Photographie : Artur Tort

Durée : 2h45

Année de sortie : 2022

LE FILM

Sur l’île de Tahiti, en Polynésie française, le Haut-Commissaire de la République De Roller, représentant de l’État Français, est un homme de calcul aux manières parfaites. Dans les réceptions officielles comme les établissements interlopes, il prend constamment le pouls d’une population locale d’où la colère peut émerger à tout moment. D’autant plus qu’une rumeur se fait insistante : on aurait aperçu un sous-marin dont la présence fantomatique annoncerait une reprise des essais nucléaires français.

Mais pourquoi ? POURQUOI ? Comment ? Et dans quel but ? Voici donc Pacifiction : Tourment sur les Îles, réalisé par le catalan Albert Serra, représentant de la France au Festival de Cannes en 2022, lauréat du prix Louis-Delluc avec Saint Omer d’Alice Diop) et récompensé à deux reprises aux César en 2023 par la compression de la meilleure photographie et celle du meilleur acteur pour Benoît Magimel.
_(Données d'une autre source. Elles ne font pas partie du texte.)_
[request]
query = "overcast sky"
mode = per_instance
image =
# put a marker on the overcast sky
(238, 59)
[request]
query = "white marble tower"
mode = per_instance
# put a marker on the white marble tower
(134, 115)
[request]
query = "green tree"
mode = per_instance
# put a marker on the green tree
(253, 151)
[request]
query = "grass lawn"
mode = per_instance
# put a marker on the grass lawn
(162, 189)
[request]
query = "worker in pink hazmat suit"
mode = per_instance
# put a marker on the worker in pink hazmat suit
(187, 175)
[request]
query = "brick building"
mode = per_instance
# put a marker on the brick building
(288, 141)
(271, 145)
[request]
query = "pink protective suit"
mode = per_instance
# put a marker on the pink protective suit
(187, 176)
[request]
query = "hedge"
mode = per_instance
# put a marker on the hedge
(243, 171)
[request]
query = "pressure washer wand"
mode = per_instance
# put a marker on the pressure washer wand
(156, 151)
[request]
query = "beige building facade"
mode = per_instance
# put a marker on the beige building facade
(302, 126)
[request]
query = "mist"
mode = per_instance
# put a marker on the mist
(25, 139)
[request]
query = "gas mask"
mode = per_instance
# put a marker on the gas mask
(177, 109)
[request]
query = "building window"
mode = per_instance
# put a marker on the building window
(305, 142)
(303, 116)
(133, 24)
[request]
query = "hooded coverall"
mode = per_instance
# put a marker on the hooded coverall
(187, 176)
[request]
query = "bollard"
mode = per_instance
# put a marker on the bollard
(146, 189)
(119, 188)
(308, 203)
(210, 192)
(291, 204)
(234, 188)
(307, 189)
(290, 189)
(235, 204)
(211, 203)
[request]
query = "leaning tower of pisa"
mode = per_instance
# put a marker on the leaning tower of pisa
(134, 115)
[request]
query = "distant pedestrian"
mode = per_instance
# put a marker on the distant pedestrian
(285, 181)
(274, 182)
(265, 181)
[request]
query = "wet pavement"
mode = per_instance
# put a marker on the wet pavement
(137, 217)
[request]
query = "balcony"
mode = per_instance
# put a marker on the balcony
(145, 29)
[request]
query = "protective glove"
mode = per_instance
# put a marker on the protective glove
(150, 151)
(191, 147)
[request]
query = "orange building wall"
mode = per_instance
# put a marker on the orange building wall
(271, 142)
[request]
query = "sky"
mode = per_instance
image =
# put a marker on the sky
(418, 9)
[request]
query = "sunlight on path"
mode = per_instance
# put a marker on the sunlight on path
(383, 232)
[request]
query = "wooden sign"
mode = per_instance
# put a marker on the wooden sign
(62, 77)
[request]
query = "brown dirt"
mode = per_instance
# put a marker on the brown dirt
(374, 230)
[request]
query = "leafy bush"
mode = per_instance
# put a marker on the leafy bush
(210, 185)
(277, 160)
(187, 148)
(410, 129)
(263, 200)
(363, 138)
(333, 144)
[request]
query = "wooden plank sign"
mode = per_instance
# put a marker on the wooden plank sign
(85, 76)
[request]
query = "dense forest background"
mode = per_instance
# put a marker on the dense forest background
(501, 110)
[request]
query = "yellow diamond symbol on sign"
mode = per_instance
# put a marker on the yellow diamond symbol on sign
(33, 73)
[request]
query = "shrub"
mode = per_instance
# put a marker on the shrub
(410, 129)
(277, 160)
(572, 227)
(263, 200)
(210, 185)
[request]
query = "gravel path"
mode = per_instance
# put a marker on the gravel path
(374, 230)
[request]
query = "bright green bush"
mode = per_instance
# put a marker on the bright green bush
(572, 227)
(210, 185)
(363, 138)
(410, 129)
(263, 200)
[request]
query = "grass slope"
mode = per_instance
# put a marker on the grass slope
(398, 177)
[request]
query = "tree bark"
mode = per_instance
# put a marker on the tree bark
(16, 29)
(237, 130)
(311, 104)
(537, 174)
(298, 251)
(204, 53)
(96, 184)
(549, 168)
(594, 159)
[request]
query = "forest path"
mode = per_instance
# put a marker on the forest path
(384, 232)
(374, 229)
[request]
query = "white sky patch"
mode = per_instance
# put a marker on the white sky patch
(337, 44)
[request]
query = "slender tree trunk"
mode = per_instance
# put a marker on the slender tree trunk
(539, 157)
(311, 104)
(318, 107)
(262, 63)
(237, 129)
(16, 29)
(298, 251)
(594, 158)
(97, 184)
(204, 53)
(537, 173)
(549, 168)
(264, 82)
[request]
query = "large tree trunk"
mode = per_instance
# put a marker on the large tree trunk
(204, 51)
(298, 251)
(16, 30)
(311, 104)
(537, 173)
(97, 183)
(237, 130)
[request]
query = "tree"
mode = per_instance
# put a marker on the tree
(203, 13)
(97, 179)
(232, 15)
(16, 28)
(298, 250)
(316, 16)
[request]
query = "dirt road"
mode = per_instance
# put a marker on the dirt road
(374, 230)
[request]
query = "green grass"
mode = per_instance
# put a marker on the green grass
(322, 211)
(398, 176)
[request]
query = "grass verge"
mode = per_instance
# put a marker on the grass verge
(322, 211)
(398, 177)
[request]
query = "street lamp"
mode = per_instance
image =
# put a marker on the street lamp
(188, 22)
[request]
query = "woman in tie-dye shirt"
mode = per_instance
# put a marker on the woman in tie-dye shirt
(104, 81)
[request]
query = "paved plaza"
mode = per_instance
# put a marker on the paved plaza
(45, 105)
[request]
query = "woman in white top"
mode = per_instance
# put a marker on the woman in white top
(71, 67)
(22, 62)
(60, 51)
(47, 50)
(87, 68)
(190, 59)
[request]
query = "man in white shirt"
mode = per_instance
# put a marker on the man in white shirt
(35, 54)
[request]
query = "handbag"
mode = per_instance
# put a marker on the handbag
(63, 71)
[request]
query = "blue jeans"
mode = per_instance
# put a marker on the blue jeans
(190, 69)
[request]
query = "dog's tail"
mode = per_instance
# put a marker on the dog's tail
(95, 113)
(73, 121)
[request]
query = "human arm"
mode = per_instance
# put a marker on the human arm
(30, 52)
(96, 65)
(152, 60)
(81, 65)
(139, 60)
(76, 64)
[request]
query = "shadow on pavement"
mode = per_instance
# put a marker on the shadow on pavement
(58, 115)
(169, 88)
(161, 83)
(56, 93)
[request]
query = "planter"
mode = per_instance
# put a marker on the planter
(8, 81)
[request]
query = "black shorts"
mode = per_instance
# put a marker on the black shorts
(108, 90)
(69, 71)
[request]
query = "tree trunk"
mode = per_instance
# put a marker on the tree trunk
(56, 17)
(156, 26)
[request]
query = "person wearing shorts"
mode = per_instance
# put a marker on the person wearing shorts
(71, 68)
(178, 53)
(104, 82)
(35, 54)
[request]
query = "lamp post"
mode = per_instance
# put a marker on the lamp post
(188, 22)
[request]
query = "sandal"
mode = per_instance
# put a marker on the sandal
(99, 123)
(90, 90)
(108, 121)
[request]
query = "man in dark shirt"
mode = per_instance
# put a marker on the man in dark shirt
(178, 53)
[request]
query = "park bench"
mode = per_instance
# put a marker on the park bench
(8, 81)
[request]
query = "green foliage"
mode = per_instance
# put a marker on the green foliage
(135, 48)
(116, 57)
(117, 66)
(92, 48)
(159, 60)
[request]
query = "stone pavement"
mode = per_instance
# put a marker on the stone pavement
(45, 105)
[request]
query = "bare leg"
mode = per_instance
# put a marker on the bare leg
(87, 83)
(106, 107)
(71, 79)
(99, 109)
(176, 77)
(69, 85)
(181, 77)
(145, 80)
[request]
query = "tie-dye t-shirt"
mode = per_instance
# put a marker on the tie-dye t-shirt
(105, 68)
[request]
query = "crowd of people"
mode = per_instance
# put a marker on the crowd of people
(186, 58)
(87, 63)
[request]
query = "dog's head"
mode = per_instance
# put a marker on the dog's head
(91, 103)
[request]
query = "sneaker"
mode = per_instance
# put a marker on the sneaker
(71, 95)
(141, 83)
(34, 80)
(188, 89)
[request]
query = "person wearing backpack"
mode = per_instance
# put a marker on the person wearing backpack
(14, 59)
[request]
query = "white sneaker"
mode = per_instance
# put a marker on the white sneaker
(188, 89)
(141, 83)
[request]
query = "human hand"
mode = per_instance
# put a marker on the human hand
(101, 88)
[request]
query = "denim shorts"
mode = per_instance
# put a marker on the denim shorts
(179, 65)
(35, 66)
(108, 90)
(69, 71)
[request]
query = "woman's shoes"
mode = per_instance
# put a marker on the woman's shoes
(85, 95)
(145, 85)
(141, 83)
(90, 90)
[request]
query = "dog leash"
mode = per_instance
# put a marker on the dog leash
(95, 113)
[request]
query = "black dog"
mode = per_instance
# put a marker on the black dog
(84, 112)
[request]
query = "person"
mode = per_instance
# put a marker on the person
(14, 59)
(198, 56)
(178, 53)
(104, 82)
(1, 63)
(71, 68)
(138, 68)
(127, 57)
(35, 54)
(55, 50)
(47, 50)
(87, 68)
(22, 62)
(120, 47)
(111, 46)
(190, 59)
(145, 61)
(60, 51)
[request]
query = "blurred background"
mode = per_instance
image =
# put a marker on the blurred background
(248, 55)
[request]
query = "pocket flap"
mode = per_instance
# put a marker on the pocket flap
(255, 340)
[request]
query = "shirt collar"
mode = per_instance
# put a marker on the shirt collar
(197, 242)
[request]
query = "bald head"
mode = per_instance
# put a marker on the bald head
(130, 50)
Comme dirait Jean-Pierre Bacri dans Didier « Hum…j’sais pas, j’comprends pas… ». Vous aurez sans doute entendu de nombreux avis dithyrambiques à sa sortie, certains le qualifiant même du plus grand film de l’année. C’est bien simple, soit on ressort conquis au-delà toutes espérances de Pacifiction : Tourment sur les Îles, soit on déteste de façon viscérale. Le huitième long-métrage du cinéaste espagnol est une torture de chaque instant. À part quelques secondes où l’on peut admirer certains plans, cet aspect 100 % numérique sans aucune aspérité (trois BlackMagic Pocket de Cannon ont été utilisés) lasse très rapidement, surtout pour illustrer du vide. Car en fait c’est ça Pacifiction : Tourment sur les Îles, le néant, où tout le monde semble être en (très mauvaise) improvisation, où les dialogues paraissent avoir été écrits via une IA (ou un système de répliques aléatoires volé à Luc Besson), les acteurs ne prenant même pas la peine d’y croire ou de s’investir une seule seconde. Cette production germano-franco-luso-espagnole qui s’étale sur 2h45 (!) enchaîne les séquences sans intérêt, dans le but unique de jouer avec la patience du spectateur. Une blague ratée, à fuir de tourte urgence.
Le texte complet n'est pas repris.